SANTA FE, NM.- You know what they are as soon as you walk into the gallery: windowed security envelope, “sign here” tab, file folder, manila envelope. Except, not quite. The two foot by three foot manila envelope is writ large, its perfect recreated folds, the metal hasp, the circular window – they simultaneously are and are not quite familiar. What is going on here?

Those familiar with Elliot Norquist’s work, his metal wall sculpture in particular, will recognize at once the attitude of seriousplay at work here. And while these “representative” pieces may at first feel like a radical departure for someone who has devoted himself almost wholly to the study of minimal geometries, a little time, a bit longer spent with these “Mail Room” pieces, sets off an “aha” of recognition. There is the triangle, the rectangle, the circle. There are the interacting planes, subtly highlighted by the faintly shadowed folds that recreate an envelope’s clever construction. There are the basic, elegant, elements that are the foundation of Norquist’s work.

In many ways the new work Norquist brings to Mail Room echoes back to Dada, to that pivotal 20th Century moment in art when Marcel Duchamp submitted a urinal, “Fountain,” to the inaugural exhibition of the Society of Independent Artists. Though there are a multiplicity of interpretations of the act, and of Stieglitz’ subsequent photo of the piece – one of the simple and visceral messages of that moment was the importance of context in the ability to see art. A ubiquitous item of everyday life, placed into the “hallowed” halls of art. But that action of demystification simultaneously opened up an opportunity for viewers to see, not only art, but the everyday world, in a different way.

In Mail Room we have replications of the most commonplace objects: envelopes, files, labels. They are painstakingly recreated in fine layers of steel, but with subtle differences: size, scope, color, material. Despite the death of the letter to the instant gratification of email or texting, most of us do still mail bills, file away our tax forms in a folder, and receive mail and packages. But as with most everyday items, how often do we marvel at the intricate construction of an envelope or feel amazement at the beautiful contrast of a security-envelope pattern behind its plastic window?

Norquist, ever the connoisseur of geometric forms, does marvel. The origin of this series of works was a happy moment of chance and attention: grabbing an envelope off his studio desk to write down a phone number, Norquist was suddenly caught by the remarkable construction, the play of geometries, the contrast of outer white and inner colored pattern. He began to deconstruct different kinds of envelopes and then to draw them, falling deeper under the spell of this form of, as he puts it, “minimalist origami.”
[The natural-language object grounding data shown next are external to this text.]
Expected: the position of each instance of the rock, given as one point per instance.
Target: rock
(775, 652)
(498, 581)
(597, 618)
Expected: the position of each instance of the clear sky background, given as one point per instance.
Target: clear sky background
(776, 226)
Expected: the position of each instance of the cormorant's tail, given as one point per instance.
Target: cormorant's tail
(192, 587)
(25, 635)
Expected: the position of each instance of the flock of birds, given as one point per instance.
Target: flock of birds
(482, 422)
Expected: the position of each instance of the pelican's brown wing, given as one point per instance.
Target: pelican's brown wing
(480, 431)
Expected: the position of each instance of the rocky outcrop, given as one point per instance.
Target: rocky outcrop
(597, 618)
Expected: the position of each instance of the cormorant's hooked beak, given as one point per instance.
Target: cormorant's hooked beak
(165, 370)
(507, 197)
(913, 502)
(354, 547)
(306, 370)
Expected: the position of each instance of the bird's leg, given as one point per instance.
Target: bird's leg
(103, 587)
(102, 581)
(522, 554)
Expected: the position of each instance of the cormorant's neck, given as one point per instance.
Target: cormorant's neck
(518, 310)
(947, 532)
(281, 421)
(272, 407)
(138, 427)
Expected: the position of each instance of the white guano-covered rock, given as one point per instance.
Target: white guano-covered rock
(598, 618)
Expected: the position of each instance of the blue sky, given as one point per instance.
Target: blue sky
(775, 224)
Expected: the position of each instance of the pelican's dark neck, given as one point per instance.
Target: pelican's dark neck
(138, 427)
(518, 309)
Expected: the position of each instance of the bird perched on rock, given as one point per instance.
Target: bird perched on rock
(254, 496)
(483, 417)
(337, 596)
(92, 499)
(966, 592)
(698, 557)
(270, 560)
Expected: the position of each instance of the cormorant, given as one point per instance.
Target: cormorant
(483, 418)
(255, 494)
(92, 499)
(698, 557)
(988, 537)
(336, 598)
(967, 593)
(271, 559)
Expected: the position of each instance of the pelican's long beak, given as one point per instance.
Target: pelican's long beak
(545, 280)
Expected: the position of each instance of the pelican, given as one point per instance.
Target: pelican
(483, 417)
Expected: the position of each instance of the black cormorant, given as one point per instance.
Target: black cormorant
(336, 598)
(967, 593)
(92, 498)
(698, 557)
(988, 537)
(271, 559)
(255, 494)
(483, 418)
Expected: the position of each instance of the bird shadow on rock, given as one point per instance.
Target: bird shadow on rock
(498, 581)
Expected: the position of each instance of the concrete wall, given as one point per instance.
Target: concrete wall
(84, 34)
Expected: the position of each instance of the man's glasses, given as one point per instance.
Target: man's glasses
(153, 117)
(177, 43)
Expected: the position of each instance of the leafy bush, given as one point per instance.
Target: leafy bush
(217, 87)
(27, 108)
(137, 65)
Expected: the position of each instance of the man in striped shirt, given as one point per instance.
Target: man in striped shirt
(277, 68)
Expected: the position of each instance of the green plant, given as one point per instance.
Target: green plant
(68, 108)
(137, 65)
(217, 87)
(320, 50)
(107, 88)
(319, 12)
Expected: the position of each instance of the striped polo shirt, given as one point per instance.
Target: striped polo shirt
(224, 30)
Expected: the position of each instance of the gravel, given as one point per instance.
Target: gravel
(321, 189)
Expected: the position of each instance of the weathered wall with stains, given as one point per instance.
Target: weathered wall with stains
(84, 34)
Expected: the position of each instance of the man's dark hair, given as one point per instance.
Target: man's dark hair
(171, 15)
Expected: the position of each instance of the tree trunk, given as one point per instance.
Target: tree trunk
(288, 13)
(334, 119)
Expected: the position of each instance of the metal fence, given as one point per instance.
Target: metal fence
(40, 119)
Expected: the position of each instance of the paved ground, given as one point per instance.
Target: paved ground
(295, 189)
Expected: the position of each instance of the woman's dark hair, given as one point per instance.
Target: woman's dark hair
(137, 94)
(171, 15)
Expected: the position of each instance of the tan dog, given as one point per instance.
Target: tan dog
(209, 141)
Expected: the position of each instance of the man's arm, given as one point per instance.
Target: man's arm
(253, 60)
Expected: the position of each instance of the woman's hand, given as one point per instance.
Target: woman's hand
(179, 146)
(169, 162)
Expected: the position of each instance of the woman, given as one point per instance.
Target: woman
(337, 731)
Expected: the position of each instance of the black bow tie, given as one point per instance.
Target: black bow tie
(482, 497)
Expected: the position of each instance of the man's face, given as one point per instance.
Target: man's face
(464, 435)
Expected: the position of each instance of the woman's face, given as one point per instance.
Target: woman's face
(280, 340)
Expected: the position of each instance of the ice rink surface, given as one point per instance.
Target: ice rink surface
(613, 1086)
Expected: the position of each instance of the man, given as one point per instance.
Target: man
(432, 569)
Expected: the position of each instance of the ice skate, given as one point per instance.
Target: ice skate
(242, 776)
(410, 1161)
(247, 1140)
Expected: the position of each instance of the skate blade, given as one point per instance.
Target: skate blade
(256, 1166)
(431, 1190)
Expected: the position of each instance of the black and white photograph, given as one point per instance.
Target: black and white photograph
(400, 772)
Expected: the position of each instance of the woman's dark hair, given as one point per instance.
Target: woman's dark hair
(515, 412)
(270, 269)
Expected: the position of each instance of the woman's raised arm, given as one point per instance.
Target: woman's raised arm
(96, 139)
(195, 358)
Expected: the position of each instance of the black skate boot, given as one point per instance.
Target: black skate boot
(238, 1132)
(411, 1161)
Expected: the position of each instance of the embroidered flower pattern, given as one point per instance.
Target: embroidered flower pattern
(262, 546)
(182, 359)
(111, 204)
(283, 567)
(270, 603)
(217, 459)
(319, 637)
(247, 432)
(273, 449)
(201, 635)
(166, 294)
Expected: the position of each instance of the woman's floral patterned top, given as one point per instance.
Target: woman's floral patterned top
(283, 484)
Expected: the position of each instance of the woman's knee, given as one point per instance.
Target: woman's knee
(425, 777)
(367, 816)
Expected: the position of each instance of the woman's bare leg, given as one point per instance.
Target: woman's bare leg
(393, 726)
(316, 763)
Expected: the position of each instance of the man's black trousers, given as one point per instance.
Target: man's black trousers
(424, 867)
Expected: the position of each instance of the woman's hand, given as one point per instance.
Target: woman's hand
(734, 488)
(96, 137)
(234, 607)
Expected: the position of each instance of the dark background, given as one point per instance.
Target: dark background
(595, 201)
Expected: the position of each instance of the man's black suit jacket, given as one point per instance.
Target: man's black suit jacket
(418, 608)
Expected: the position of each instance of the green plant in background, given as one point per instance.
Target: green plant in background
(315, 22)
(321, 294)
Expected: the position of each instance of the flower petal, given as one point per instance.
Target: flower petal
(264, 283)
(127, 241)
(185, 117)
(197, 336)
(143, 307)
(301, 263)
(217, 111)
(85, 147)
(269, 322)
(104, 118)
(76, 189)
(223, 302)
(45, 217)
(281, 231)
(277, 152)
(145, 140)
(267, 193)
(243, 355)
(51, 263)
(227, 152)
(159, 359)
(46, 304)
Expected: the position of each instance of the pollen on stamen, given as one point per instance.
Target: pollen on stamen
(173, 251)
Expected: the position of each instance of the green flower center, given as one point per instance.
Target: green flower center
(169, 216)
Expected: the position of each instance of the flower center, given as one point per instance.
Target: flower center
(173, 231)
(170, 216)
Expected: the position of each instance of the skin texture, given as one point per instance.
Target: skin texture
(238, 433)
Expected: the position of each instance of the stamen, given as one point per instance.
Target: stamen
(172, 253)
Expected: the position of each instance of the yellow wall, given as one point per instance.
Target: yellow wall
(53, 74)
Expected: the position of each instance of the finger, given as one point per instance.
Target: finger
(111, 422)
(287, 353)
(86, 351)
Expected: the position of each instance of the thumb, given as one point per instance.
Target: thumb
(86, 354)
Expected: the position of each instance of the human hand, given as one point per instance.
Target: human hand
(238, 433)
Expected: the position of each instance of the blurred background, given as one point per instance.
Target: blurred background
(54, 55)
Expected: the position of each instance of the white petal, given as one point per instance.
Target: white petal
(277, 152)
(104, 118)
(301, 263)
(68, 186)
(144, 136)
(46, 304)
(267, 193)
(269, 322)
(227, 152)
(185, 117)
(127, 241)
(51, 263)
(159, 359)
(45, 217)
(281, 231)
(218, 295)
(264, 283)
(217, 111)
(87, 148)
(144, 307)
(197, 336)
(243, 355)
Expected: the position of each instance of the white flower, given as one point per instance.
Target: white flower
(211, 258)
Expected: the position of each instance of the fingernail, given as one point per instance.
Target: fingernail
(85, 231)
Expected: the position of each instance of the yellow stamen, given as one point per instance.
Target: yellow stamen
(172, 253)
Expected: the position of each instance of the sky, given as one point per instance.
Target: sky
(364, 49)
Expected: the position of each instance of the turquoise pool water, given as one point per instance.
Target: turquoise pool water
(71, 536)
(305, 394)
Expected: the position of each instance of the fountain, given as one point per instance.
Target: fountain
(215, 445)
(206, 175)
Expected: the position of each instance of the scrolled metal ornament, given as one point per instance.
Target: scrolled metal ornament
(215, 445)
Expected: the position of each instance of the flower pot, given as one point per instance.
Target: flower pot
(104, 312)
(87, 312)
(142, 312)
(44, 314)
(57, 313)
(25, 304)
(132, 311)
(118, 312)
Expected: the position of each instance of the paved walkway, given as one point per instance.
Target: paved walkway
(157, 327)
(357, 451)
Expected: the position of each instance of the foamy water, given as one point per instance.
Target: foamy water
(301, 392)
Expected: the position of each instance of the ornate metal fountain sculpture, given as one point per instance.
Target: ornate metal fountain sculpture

The translation of these found objects into wall sculpture led to a whole new set of challenges. Norquist found himself forced to make the pieces much thinner than earlier series of work. The folds and constructions themselves brought up questions of shadow and interaction with the wall, of layering. And though quite a bit larger than the objects themselves, the pieces in this series are smaller than much of Norquist’s earlier works, meaning that, unlike earlier work, which was powder-coated, Norquist has painted these by hand, opening up a new color vocabulary.

Norquist’s perennial sense of play is on full display in the work of Mail Room. Without giving up his respect for the formal geometries at work here, Norquist has created a twist, an alteration in context that is projected into the mind of the viewer. The effect is a sense of strangeness, of dislocation, that shifts the viewer’s senses, their thinking, and their seeing. –— Michaela Kahn, Ph.D.